While we may often use the words 'client' and 'server' in discussions and documentation around JSON-RPC, these are just convenient terms for referring to the party that is requesting a method invocation vs. the party that is serving that request. At any given moment, either party may send an RPC request to the other party.
A common pattern is that one party tends to issue most of the RPC requests, while the other party may occasionally transmit requests as a "call back" to the client for raising notifications. This is merely an artifact of architectural expediency for many applications and not due to any design of the JSON-RPC protocol, or this library's particular implementation of it.
For this reason, our documentation is organized around individual scenarios rather than on the client and server roles.
StreamJsonRpc's role
StreamJsonRpc is a .NET library that implements the JSON-RPC protocol and exposes it via a .NET API to easily send and receive RPC requests.
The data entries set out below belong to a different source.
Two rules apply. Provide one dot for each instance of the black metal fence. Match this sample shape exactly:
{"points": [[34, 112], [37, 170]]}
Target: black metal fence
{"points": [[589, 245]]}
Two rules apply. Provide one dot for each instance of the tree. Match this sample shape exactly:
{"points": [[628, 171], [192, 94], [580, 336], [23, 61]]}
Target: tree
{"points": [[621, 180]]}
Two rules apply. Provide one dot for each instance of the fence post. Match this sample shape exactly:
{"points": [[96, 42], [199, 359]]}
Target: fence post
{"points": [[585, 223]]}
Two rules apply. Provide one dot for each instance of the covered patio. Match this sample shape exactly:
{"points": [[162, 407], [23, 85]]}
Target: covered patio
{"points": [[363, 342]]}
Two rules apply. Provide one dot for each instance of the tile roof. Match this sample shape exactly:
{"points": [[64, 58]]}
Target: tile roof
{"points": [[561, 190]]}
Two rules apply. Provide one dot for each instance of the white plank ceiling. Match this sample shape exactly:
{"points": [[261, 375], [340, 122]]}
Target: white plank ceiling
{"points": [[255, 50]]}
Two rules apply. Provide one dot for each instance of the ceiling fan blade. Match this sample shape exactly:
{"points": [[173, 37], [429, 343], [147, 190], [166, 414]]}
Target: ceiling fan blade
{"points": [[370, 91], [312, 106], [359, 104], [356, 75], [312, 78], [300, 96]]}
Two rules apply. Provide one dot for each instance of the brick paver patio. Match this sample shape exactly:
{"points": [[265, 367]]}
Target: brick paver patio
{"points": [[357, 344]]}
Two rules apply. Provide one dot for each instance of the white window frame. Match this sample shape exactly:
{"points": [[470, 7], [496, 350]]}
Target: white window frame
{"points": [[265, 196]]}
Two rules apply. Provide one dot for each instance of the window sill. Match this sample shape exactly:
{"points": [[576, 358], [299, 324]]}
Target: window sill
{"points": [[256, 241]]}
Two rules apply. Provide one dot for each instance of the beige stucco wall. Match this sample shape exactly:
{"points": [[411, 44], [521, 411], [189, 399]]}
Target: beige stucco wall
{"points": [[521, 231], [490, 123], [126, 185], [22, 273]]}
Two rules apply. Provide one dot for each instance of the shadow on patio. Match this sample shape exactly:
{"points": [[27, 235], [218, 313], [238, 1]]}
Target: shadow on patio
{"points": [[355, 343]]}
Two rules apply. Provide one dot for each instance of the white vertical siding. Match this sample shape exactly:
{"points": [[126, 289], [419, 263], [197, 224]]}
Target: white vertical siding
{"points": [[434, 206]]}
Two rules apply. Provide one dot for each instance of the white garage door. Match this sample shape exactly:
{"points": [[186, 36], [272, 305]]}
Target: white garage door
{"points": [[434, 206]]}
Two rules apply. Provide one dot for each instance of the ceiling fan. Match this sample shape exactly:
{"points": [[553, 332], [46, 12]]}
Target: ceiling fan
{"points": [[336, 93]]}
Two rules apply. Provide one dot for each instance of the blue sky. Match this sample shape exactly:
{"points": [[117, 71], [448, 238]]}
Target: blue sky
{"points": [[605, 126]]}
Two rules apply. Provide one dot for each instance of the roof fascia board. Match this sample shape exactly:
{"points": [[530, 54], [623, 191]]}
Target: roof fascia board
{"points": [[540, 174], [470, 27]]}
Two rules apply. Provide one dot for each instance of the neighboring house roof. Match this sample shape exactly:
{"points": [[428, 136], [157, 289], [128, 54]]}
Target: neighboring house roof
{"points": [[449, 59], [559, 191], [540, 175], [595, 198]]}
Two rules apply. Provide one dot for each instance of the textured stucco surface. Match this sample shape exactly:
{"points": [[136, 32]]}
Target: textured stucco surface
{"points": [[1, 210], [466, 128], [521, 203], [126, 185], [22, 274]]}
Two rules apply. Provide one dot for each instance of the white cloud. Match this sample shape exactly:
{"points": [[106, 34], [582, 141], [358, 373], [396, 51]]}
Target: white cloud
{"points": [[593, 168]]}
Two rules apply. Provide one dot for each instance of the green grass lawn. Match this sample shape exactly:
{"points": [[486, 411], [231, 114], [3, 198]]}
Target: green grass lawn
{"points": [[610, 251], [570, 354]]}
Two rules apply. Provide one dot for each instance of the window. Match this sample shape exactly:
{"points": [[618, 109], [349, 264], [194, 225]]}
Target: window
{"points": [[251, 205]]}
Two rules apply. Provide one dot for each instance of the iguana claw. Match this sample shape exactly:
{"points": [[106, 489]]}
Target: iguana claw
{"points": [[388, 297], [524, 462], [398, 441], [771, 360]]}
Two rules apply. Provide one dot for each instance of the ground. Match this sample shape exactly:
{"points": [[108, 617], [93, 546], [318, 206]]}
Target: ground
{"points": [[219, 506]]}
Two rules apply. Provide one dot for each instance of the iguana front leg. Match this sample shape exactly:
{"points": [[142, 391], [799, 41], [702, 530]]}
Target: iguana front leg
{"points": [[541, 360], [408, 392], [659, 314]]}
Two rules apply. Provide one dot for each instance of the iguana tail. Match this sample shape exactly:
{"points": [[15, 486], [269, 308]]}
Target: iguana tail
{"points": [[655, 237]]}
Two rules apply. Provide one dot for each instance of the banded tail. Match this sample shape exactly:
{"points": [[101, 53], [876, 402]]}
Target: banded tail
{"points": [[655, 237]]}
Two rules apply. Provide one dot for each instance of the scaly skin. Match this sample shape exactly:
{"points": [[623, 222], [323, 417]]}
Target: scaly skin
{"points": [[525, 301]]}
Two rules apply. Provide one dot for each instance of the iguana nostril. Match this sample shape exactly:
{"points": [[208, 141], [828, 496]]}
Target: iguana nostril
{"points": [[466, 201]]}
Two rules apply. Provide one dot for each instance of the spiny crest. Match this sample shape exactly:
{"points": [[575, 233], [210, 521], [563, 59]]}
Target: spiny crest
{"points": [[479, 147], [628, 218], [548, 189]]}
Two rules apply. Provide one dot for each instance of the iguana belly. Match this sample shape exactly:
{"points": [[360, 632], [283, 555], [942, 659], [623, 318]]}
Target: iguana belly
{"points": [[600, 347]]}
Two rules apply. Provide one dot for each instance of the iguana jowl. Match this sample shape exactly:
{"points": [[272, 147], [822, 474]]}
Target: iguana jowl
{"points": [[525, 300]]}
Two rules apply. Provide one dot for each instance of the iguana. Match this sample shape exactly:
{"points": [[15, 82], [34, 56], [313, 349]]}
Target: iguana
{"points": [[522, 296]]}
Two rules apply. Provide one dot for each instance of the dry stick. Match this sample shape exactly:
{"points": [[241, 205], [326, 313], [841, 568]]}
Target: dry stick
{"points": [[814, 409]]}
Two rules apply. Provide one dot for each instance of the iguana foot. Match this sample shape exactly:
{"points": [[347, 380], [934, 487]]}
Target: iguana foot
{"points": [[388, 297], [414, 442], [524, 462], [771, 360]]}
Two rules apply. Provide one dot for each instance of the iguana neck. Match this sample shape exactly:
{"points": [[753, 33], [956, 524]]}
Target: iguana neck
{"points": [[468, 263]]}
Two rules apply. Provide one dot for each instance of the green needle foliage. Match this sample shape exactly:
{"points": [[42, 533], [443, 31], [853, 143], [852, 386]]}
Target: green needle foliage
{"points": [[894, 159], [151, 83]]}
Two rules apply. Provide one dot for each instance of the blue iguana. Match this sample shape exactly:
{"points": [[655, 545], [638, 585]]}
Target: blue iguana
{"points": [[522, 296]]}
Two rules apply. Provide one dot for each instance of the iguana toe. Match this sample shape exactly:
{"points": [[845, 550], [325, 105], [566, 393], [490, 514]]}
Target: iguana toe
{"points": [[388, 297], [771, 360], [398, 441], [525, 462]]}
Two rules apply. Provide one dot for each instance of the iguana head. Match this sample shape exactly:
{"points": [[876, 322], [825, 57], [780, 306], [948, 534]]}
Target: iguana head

StreamJsonRpc works on any transport (e.g. Stream, WebSocket, Pipe).
Security
The fundamental feature of the JSON-RPC protocol is the ability to request code execution of another party, including passing data either direction that may influence code execution. Neither the JSON-RPC protocol nor this library attempts to address the applicable security risks entailed.
Before establishing a JSON-RPC connection with a party that exists outside your own trust boundary, consider the threats and how to mitigate them at your application level.